Course - detail

LEB5059 - Data science for Biosystems


Credit hours

In-class work
per week
Practice
per week
Credits
Duration
Total
2
2
8
15 weeks
120 hours

Instructor
Marcos Roberto Benso

Objective
This course aims to present and discuss the main statistical methods for data analysis, inference, and optimization for agricultural systems engineering.
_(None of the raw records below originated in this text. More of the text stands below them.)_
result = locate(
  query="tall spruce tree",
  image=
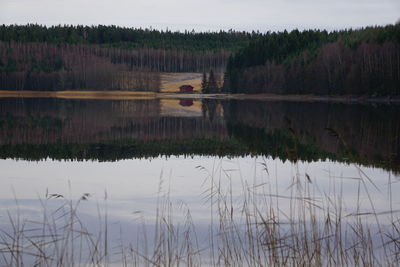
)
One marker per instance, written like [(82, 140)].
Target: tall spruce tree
[(204, 84)]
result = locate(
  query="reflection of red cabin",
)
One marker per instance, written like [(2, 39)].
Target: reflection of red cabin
[(186, 102), (186, 89)]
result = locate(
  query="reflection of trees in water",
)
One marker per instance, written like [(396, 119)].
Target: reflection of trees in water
[(211, 108), (356, 132), (290, 131), (38, 121)]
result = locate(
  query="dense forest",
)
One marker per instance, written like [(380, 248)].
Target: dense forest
[(358, 62), (348, 62), (35, 57)]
The class content promotes the understanding of the fundamentals of scientific discovery under uncertainty. The course projects promote qualification for the application of dada-driven methods for modeling and inference through data analysis, machine learning, and optimization. At the end of the course, the following skills are expected: computational thinking, problem solving, programming using languages such as Python and R and knowledge discovery using data-driven methods.

Content
1. Fundamentals of data science for biosystems engineering. Types of data collection, structures, and best practices for data storage.
2. Statistical inference: maximum likelihood estimator (MLE) for linear models. Properties of estimators and applications to real-world problems.
3. Uncertainty analysis in estimators using bootstrapping.
4. Shannon information theory and applied optimization techniques: heuristic, greedy, and metaheuristic searches.
5. Supervised learning models: logistic regression, gradient method, and stochastic gradient. Neural networks for regression problems.
6. Case studies and applications of inferential models in biosystems engineering.

Bibliography
HASTIE, Trevor; TIBSHIRANI, Robert; FRIEDMAN, Jerome. The Elements of Statistical Learning: data mining, inference, and prediction. 2. ed. Nova Iorque: Springer, 2009. 745 p. Disponível em: https://doi.org/10.1007/978-0-387-84858-7. Acesso em: 30 jul. 2025. MORETTIN, Pedro Alberto; BUSSAB, Wilton de Oliveira; SILVA, Aldir Coelho Corrêa da. Estatística Básica. 6. ed. São Paulo: São Paulo Novatec Editora Ltda, 2017. 554 p.
SCAVETTA, Rick J.; ANGELOV, Boyan; SILVA, Aldir Coelho Corrêa da. Python e R para o cientista de dados moderno: o melhor de dois mundos. São Paulo: São Paulo Novatec Editora Ltda, 2022. 200 p.